You will see the entrance to the bight to port just a little farther upstream, and you can anchor anywhere inside in about seven to eight feet of water and fairly close to shore. However, the cove does shallow out farther west, so keep an eye on your depth finder. Most of the shore is posted, but you can dinghy to the beach sand sprit. To the west is a home in the woods, and there are woods to the north and across the creek to the east. Note that this location is fairly open to the south and southeast, so it’s not a place to go if heavy weather is coming from that direction.

Tips for Cool Fall Cruising

Even if the weather is predicted to be warm and dry for your adventure, we all know that NOAA is not infallible. So there are some extra little things you can do just in case. If you don’t normally keep blankets on your boat, be sure to take some along. If the temperature drops more than expected, you will still be toasty warm in bed.
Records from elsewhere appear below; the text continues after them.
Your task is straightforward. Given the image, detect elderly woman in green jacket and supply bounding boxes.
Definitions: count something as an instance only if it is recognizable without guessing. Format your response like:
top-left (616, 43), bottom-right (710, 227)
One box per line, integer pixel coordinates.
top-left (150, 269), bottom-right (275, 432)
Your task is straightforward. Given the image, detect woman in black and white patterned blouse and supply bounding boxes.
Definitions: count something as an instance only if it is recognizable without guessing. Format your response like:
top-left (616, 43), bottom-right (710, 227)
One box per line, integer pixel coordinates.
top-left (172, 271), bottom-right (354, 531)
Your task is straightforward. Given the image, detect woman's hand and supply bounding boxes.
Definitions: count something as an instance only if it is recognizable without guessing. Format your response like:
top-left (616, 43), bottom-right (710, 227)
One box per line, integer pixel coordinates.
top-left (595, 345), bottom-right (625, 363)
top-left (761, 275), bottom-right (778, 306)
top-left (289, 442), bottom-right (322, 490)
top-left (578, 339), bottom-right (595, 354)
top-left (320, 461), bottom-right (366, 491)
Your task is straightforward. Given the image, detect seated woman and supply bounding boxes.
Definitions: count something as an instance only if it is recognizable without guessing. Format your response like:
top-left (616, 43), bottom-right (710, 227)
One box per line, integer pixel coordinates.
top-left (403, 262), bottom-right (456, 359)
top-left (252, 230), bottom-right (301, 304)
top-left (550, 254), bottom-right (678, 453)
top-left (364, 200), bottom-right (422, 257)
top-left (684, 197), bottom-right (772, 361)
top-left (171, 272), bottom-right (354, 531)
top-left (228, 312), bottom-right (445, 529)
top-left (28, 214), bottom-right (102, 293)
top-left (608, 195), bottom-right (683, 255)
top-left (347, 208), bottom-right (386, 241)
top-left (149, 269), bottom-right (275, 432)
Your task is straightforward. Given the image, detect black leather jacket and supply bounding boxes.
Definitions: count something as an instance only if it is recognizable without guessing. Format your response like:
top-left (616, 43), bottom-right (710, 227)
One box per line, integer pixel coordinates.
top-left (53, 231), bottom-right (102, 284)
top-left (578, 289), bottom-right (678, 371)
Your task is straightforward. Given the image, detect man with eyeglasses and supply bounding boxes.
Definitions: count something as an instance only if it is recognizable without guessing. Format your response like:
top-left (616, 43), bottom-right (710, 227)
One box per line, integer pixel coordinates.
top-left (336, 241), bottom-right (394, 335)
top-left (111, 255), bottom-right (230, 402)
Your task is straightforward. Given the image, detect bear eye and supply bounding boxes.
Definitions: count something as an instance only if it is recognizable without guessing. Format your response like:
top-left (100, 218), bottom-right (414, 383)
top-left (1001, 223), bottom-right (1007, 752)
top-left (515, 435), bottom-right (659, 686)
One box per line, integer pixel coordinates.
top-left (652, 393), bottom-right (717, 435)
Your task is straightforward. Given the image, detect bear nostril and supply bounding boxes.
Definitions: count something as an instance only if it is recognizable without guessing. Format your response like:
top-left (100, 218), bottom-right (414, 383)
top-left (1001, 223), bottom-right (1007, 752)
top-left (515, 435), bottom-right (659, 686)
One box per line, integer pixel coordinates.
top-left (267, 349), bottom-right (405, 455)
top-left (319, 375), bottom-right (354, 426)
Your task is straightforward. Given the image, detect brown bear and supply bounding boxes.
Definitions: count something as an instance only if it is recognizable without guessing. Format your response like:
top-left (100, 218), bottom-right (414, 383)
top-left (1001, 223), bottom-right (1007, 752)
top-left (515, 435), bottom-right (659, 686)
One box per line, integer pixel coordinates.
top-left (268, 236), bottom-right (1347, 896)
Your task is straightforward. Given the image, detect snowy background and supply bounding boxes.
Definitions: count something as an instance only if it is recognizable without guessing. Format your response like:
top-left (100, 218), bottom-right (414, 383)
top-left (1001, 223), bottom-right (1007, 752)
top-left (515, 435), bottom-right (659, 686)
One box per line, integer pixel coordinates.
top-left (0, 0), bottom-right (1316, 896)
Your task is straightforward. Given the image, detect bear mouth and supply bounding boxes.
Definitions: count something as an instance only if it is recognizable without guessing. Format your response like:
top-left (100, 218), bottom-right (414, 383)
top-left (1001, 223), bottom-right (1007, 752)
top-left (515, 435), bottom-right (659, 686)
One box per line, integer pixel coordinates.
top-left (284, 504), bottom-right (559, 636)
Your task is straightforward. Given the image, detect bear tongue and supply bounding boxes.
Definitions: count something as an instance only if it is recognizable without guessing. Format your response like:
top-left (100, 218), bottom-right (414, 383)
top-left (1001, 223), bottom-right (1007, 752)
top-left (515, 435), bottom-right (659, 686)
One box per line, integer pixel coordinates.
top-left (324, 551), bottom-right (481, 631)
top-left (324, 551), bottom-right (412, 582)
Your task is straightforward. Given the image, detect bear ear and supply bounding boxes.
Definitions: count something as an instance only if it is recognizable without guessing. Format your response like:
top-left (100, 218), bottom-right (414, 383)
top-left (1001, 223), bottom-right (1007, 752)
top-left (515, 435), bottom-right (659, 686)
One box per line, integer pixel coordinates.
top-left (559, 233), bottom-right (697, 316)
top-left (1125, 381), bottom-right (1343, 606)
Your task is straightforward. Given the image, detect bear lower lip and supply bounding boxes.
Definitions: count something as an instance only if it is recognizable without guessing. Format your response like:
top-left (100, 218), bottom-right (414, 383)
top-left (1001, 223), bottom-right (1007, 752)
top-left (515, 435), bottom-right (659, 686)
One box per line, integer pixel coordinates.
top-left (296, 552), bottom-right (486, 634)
Now’s the time to unpack your sweaters and heavier jackets, and those who pride themselves on going sockless during the summer may want to bring along some crew socks. Let’s face it; cold feet are no fun, regardless of the cause. If you are going out when it’s really cool, remember to take mufflers, gloves and warm headgear. Do I sound like your mother?

Consider provisioning differently. The splendid cool salads of summer might not be the best choice for a cool cruise. This is the time for soup, canned if you really don’t want to cook. Or make one of your favorite comfort-food soups. Cream of crab soup and oyster stew come to mind. Cheese, crackers and fall fruits like apples and pears make healthy, no-fuss go-withs for soups on a short cruise. Let the crisp coolness inspire you to make a hearty breakfast to take the morning chill off the boat and its crew. Omelets and frittatas are easy; you can put a whole lot of goodies in and have it all in one big skillet.

If you have a source for heating your boat, make sure it’s in good working order before you launch. The rule of thumb is that if it’s not working, you’ll need it.

If you time your cruise to the turning of the leaves, then you may want to have your camera to photograph the colors and migrating birds.

For a short weekend trip from anywhere on the middle of the Bay, La Trappe is a lovely spot to visit. It’s quiet and semi-sheltered, and the beautiful sunsets aren’t obscured by too many trees.